Auntie Bell usually brewed up a batch of homemade ginger beer at Christmas and used to store it under a long form in the kitchen. One night during a particularly vicious storm, for some reason these bottles started to explode and cause a hasty evacuation of the kitchen. After the storm we would all rush out to see what trees had been blown down.
Here at the farm were things that we city kids never knew. When the morning train (the 10 up as they called it) blew its whistle down the track, we all raced for the station. While the engine took on water, the empty cream cans and any other freight was unloaded, and the Mail Bag was collected from the guard of the train.
After the train had gone, the old place really came alive. The district farmers all came in with their full cans of cream, collect their empty cans, and to receive and post their mail. The mail then had to be postmarked, sorted and the bag sealed ready for the train (the 49 down). Many a day the cry went up, "She's on the Bridge", and then there was a mad rush to get the mailbag ready.
Boolburra was a watering station for the old steam locos, and many an hour was spent watching Tom and Jim Cross operating the pump down by the river, to fill the water tanks up at the station.
The road past the farm, was the only road out, and crossed the Dawson River just down the road. Once the water level at the crossing reached 18 inches (45cms), Uncle Alex had to winch them across on an old wagon which he had modified and installed for that purpose. At ten shillings a car he had many complaints, but it was hard work, and he deserved every penny of it. The passenger train to Longreach two nights a week was a highlight for us kids. All those bare feet sticking out of the windows were a temptation for us youngsters to tickle with a small stick. (our country cousins taught us that).

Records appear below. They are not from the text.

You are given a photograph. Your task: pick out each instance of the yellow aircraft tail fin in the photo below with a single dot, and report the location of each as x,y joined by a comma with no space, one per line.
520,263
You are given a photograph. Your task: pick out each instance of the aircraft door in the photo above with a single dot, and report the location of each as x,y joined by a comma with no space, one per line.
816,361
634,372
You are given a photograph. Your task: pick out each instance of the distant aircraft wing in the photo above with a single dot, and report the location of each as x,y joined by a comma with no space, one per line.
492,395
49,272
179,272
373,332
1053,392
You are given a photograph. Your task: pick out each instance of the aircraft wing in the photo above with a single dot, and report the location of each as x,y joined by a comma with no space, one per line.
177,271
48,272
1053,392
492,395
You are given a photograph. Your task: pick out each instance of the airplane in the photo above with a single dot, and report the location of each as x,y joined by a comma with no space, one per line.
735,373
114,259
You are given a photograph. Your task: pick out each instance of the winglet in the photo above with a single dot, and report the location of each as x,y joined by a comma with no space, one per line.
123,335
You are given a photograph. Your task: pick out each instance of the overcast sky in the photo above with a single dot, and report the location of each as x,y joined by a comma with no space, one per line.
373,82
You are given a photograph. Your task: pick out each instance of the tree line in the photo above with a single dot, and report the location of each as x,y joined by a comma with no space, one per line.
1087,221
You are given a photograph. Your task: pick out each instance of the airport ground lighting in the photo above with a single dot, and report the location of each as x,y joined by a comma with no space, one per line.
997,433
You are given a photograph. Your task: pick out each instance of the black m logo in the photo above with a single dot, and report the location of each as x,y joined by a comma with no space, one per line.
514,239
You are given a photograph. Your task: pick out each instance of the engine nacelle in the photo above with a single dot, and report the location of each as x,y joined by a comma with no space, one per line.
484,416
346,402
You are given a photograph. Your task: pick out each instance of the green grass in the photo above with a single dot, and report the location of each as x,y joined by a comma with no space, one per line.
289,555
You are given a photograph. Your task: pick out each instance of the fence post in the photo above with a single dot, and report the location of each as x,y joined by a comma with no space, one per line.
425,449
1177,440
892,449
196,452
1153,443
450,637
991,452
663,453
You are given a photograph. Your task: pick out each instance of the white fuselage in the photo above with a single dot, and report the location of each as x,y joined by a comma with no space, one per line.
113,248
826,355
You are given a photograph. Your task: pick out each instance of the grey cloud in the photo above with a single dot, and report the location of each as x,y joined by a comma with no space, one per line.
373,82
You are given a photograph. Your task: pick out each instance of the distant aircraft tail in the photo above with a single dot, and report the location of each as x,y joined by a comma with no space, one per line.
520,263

It is easy to look back nostalgically at life on the farm but the reality was that it was a good portion of tough times mixed in with the prosperous seasons. The Dobbs children grew and three of them moved on to raise their families while the youngest, Jim, remained at Boolburra. It is both joyful and sad to look back on the times the families shared at Boolburra. But times change; Bella died aged 74 in 1968 and Alex at 86 in 1987. None of us who spent time at Boolburra can shake the feeling of belonging, that special connection which words can not adequately describe. Whatever the future holds, our lives have been enriched by that link with Alex and Bella whether we count them as parents, grandparents, family or friends.